What Do Dreams/Visions Mean

A lot of the Bible is based on dreams and visions. Paul is treated by Christians as someone who "knows the rules of the faith." The writing attributed to Paul is believed to be the voice of God or Jesus. The reason Paul claims to be an authority in the faith is that he talked to Jesus numerous times after Jesus was dead. The most referred to time was in a "vision." While Paul or someone later added a sentence in the Bible that many were with Paul to verify the appearance of Jesus there are no names or testimony of any of them. Under the circumstances is it possible, I will say probable, Paul or someone later made up this tale. It is incredulous millions believe such a vision/dream involved the actual Jesus speaking to Paul. How can millions of people believe such nonsense?

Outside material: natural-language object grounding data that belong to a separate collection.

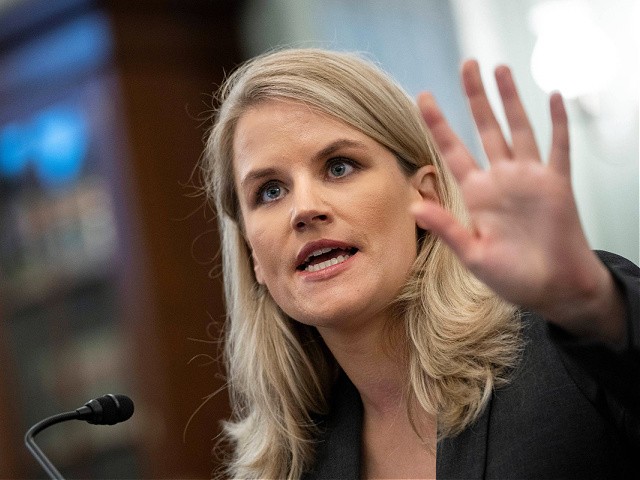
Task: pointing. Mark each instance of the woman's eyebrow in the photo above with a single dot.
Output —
(330, 149)
(337, 145)
(257, 174)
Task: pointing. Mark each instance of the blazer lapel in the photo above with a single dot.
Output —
(338, 453)
(464, 456)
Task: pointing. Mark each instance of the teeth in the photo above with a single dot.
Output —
(317, 253)
(328, 263)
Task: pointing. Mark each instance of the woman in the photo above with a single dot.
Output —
(373, 328)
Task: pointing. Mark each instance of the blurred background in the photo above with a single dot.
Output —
(108, 257)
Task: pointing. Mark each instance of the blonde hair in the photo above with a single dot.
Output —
(461, 338)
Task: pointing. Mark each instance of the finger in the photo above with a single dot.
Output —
(488, 127)
(453, 150)
(432, 217)
(560, 145)
(522, 138)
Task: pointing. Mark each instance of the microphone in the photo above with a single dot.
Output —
(106, 410)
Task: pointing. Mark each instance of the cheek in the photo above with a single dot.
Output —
(263, 252)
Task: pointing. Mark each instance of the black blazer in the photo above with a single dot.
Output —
(571, 410)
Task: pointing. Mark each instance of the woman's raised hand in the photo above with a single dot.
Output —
(524, 238)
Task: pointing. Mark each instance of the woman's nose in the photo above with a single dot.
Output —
(309, 208)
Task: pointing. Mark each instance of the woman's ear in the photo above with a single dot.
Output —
(424, 180)
(257, 270)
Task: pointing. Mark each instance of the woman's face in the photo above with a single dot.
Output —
(326, 214)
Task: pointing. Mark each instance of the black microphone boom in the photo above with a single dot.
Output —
(106, 410)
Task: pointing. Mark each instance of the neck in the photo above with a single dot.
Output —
(374, 363)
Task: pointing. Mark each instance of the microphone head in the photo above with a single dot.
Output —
(107, 410)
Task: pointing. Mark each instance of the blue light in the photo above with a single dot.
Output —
(61, 146)
(55, 142)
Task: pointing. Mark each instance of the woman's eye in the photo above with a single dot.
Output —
(270, 192)
(340, 168)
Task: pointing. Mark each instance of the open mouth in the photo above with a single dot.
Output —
(326, 257)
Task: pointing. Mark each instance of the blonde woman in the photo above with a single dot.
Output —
(381, 304)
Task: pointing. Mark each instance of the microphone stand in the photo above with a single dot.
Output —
(36, 451)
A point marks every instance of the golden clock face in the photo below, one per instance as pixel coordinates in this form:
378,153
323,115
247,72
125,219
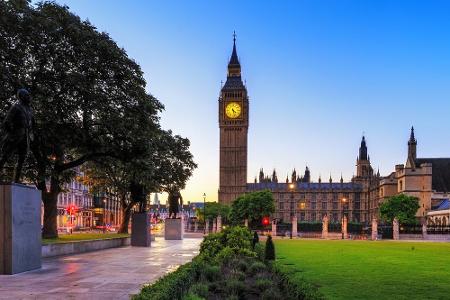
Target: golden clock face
233,110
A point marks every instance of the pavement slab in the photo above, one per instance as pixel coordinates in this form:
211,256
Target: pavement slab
114,273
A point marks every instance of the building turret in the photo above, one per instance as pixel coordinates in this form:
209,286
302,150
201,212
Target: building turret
294,176
274,176
261,175
412,150
307,176
363,167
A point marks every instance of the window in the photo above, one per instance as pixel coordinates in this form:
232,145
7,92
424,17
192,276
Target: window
302,216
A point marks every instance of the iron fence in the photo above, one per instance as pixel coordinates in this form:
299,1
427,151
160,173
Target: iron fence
438,229
410,228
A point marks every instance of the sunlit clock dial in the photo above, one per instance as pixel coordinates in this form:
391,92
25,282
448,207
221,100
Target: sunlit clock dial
233,110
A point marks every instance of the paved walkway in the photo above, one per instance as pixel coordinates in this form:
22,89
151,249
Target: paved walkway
107,274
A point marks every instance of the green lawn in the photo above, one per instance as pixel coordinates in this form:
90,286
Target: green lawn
369,270
82,237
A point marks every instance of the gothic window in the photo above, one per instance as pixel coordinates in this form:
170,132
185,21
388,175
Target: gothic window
302,216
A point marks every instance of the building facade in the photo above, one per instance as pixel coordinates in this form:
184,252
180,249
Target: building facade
428,179
78,208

About a thousand years ago, French Jesuits were intent on coming to this continent and converting the Iroquois to Catholic Christianity. The Iroquois nation was a group of six tribes in some of now Pennsylvania, Northern New York and Eastern Canada. The Jesuits learned local languages and no doubt some Iroquois learned to speak French. A wonderful body of literature sent to their home office by the Jesuits about the Iroquois has been preserved.

The Iroquois schooled the Jesuits about dreams. Dreams were so important to the Iroquois it sounds much like those in the Bible. Perhaps dream meaning of the Iroquois and that in Biblical times is a window into the ancient world writ large. 

The Iroquois had concluded that each human was not one person, but two. One was the person we know, awake and aware of his own existence. This human, however, is not the important one. The other and more important one is that which shows up in dreams. The person in dreams often does not speak directly but has experiences. These experiences are the "language" the dream person uses to communicate messages.

Interpreting the message in a dream was a preoccupation of the Iroquois. When a person had a dream to interpret meetings were called to discuss what the meaning might be. It sounds identical to Christians getting together in Bible study saying to each other, "What this means is..." 

In the Bible world, there is not a clear line between dreams and real events. So it was in the Iroquois' world and possibly everywhere. While the spiritual world of the Iroquois was ridiculed by the French Jesuits, the Christian world of the Jesuits deserves the same critique.